The Huldremose woman was about 40 years when she died. Today it might sound as she died at a young age, but back then she was considered an old woman.
We do not know the exact circumstances surrounding the death of the woman from Huldremose and why she was killed is unknown, but most likely she was placed in the bog as a sacrifice.
See also:
Bronze Age Mummies In British Peat Bogs
The Mystery Of Britain’s Bronze Age Mummies – Solved!
How exactly she died has been debated. First it was believed that the poor woman received a violent cut to the right upper arm and died as a result of blood loss. Later examinations have not confirmed this theory and it is also possible that the injury occurred much later, perhaps during peat-digging in the bog.
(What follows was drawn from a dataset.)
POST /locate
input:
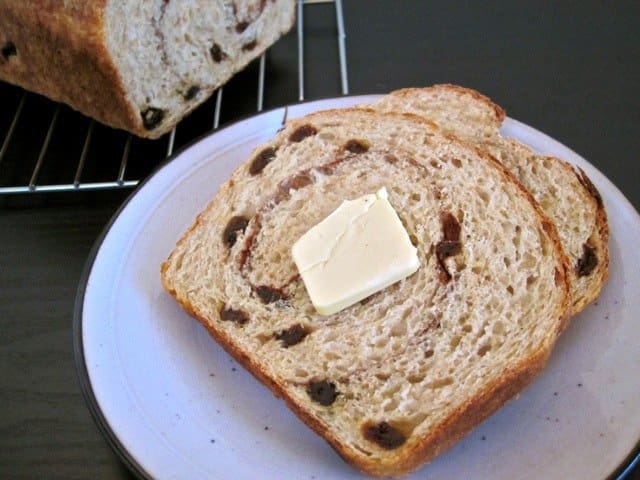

While the woman was alive she broke her right leg, but this break healed again before she died.
Like most of the bog bodies found in Denmark the woman from Huldremose was fully clothed. She wore a skirt of wool, a scarf and two skin cape.
Her skirt was tied at the waist with a thin leather strap inserted into a woven waistband. The scarf was wrapped around the woman’s neck and fastened under her left arm with a pin made from a bird bone. The cape had been used a great deal and had 22 patches sewn on. The long period in the water of the bog has turned the clothes brown. Color analysis has shown that originally the skirt was blue and the scarf was a red color.
She also had a ring on her finger, amulets in one of her skin capes and two amber beads around her neck. The fact that her possessions were not stolen by the killers also suggests the Huldremose woman was a sacrificed, but one cannot dismiss the possibility the woman was punished for some crime.
During the Iron Age bogs were an extremely important resource for people. Turfs were dug there, which both were used as building material and fuel. Some bogs contained iron ore, which was a raw material that, after processing, could be made into iron. The bogs therefore had a great significance in daily life.
To the Iron Age people, bogs and water regions were considered gateways to another world where gods resided. Making sacrifices to the gods was common and sacrificing a human being was the greatest gift gods could receive.